7 bucks on e-bay?...forget it. GO catch fish with em'. They will be a new vision to every fish in the water. I catch fish on old stuff all the time. The colors are different. The action is different. Unless you wave it in front of a 30 year old fish.........whats old is new.


----------



## Tredder (Nov 8, 2004)

Minnow, I couldn't agree more. I've spent some time this winter building up a collection of the older/discontinued wiggle warts and other hard-to-find baits. I like fishing with em cause they're different (although I hate loosing them in snags). It's also been fun doing the research and bidding on good deals.


----------



## spinfisher (Sep 23, 2005)

I realize some of the bass on TV can speak polished English and seem pretty intelligent, but most fish around Ohio are pea-brained critters. If these lures look like Shad Raps to us, a Largemouth isn't going to think it's something new and tasty. 
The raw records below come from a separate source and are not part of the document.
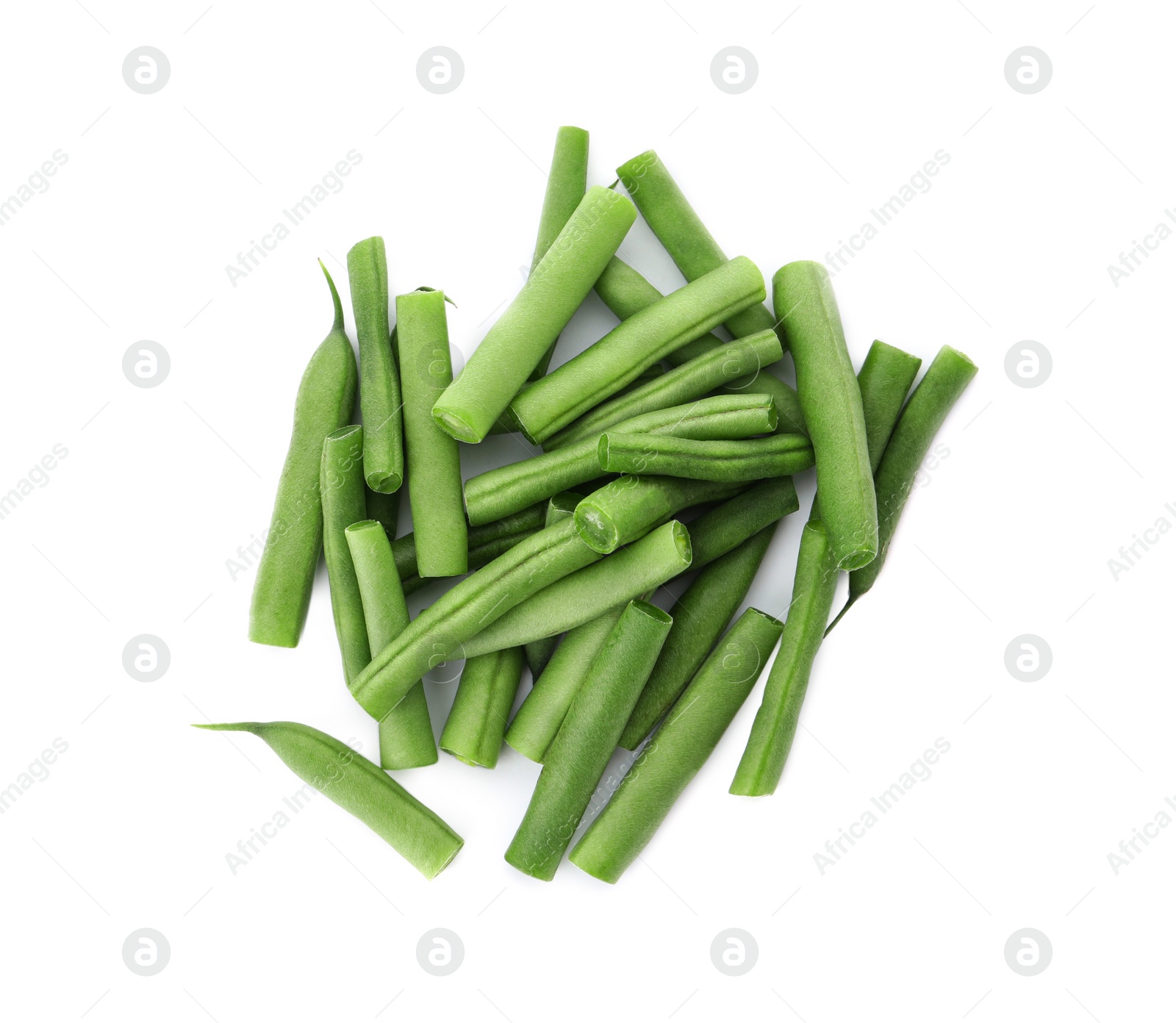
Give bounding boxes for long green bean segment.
[441,647,522,768]
[616,149,776,337]
[772,261,878,572]
[194,721,465,880]
[466,521,690,656]
[531,125,588,380]
[396,288,467,576]
[433,184,635,443]
[466,394,776,527]
[731,519,837,796]
[543,331,784,451]
[596,431,814,484]
[351,520,600,721]
[574,476,741,554]
[343,520,437,770]
[620,522,776,749]
[568,608,784,884]
[829,345,976,628]
[506,604,625,763]
[510,256,764,443]
[347,235,404,494]
[249,261,356,647]
[319,426,372,684]
[506,601,673,880]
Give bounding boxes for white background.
[0,0,1176,1023]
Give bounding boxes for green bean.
[543,331,784,451]
[510,256,764,443]
[347,235,404,494]
[506,601,673,880]
[465,521,690,656]
[249,261,356,647]
[531,125,588,380]
[596,431,814,484]
[319,426,372,684]
[731,519,837,796]
[616,149,776,337]
[574,476,739,554]
[620,522,776,749]
[441,647,522,768]
[396,288,467,576]
[466,394,776,525]
[194,721,465,880]
[433,184,637,443]
[343,520,437,770]
[568,608,784,884]
[772,261,878,572]
[351,520,600,719]
[506,606,625,763]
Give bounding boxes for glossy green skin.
[731,519,837,796]
[351,520,600,721]
[249,262,356,647]
[319,426,372,684]
[466,394,776,525]
[347,235,404,494]
[568,608,784,884]
[531,125,588,380]
[620,522,778,749]
[616,149,776,337]
[396,288,468,576]
[510,256,764,443]
[573,476,739,554]
[343,520,437,770]
[596,431,814,484]
[441,647,522,768]
[772,261,878,572]
[433,186,637,443]
[506,604,625,763]
[196,721,465,880]
[543,331,784,451]
[466,521,692,656]
[506,601,674,880]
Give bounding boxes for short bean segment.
[506,601,673,880]
[596,431,815,484]
[441,647,522,768]
[196,721,465,880]
[568,608,784,884]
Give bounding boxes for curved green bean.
[506,601,674,880]
[433,184,637,443]
[193,721,465,880]
[249,260,356,647]
[568,608,784,884]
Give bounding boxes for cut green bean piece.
[568,608,784,884]
[531,125,588,380]
[193,721,465,880]
[620,522,776,749]
[347,235,404,494]
[351,520,600,721]
[433,184,648,443]
[616,149,776,337]
[510,256,764,443]
[319,426,372,684]
[596,431,814,484]
[506,601,674,880]
[772,260,878,572]
[731,519,837,796]
[441,647,522,768]
[249,260,356,647]
[343,520,437,770]
[396,288,468,576]
[543,331,784,451]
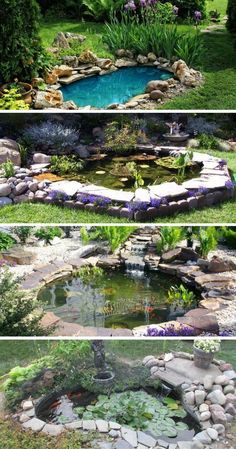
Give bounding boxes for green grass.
[41,0,236,110]
[0,340,52,376]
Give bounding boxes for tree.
[227,0,236,33]
[0,0,44,82]
[0,267,51,337]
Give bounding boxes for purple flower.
[48,190,69,201]
[124,0,136,11]
[125,201,149,212]
[173,5,179,16]
[225,180,235,190]
[145,324,195,337]
[193,11,202,22]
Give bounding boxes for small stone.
[95,419,108,433]
[42,424,65,437]
[207,390,226,405]
[83,419,96,430]
[206,427,218,441]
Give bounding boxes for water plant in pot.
[163,122,189,143]
[193,338,220,369]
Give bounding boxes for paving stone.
[42,424,65,437]
[137,430,157,447]
[114,438,134,449]
[23,418,45,432]
[121,427,138,447]
[65,421,83,430]
[95,419,109,433]
[83,419,96,430]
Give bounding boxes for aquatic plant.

It would be a shame to lose those old lures. This past summer I fished the first lure I EVER bought--an orange and black shyster. And lost it. Had it for about 35 years. Dumb thing to do.


----------



## liquidsoap (Oct 22, 2005)

spinfisher said:


> I realize some of the bass on TV can speak polished English and seem pretty intelligent, but most fish around Ohio are pea-brained critters. If these lures look like Shad Raps to us, a Largemouth isn't going to think it's something new and tasty.
> 
> It would be a shame to lose those old lures. This past summer I fished the first lure I EVER bought--an orange and black shyster. And lost it. Had it for about 35 years. Dumb thing to do.


wow that sucks....
i would be mad too
i wish i could remeber my first lure i ever gotten


----------



## Bob Why (Jul 16, 2004)

Hey guys, if it's only worth a couple of bucks, I'll probably fish it. As I really only fish Erie, If I loose it, it will be in a fishes mouth. So if any of you catch a fish this year with a perch colored Mister Twister Sportfisher in it's mouth, It's mine. Just the lure, you can keep the fish.


----------



## Tredder (Nov 8, 2004)

Hey Spinfisher, for years I didn't think the bass were very smart either. However, I saw something last Fall that changed my mind. As I was fishing down a bank I saw little squirrel inching out on a laydown to retrieve this single nut that was sitting at the edge. Just as the squirrel reached it, a BIG bass jumped out of the water and took that squirrel out. That alone really wasn't enough to convince me that bass were actually "smart". What happened next was though cause as soon as I got just past that tree, I turned and saw the bass jump up and lay that nut right on the edge again.


----------



## liquidsoap (Oct 22, 2005)

Bob Why said:


> Hey guys, if it's only worth a couple of bucks, I'll probably fish it. As I really only fish Erie, If I loose it, it will be in a fishes mouth. So if any of you catch a fish this year with a perch colored Mister Twister Sportfisher in it's mouth, It's mine. Just the lure, you can keep the fish.


  ill be sure to return the from the eyes or smallies mouths


----------



## Craven Smallie (Jun 15, 2005)

Tredder, is that a true story?


----------



## spinfisher (Sep 23, 2005)

Tredder, I've seen bass pull that amateur trick. In fact, that's part of what convinced me they're not anywhere near as smart as their TV kinfolk. If they had half a brain, they'd ask a muskie to crack the nut and they could have a nice little snack. But no...they almost always put that nut back up on the log.


----------



## newbuckeye (Feb 6, 2006)

you guys just took a gloomy day-before-I-can fish day and made it bright!


----------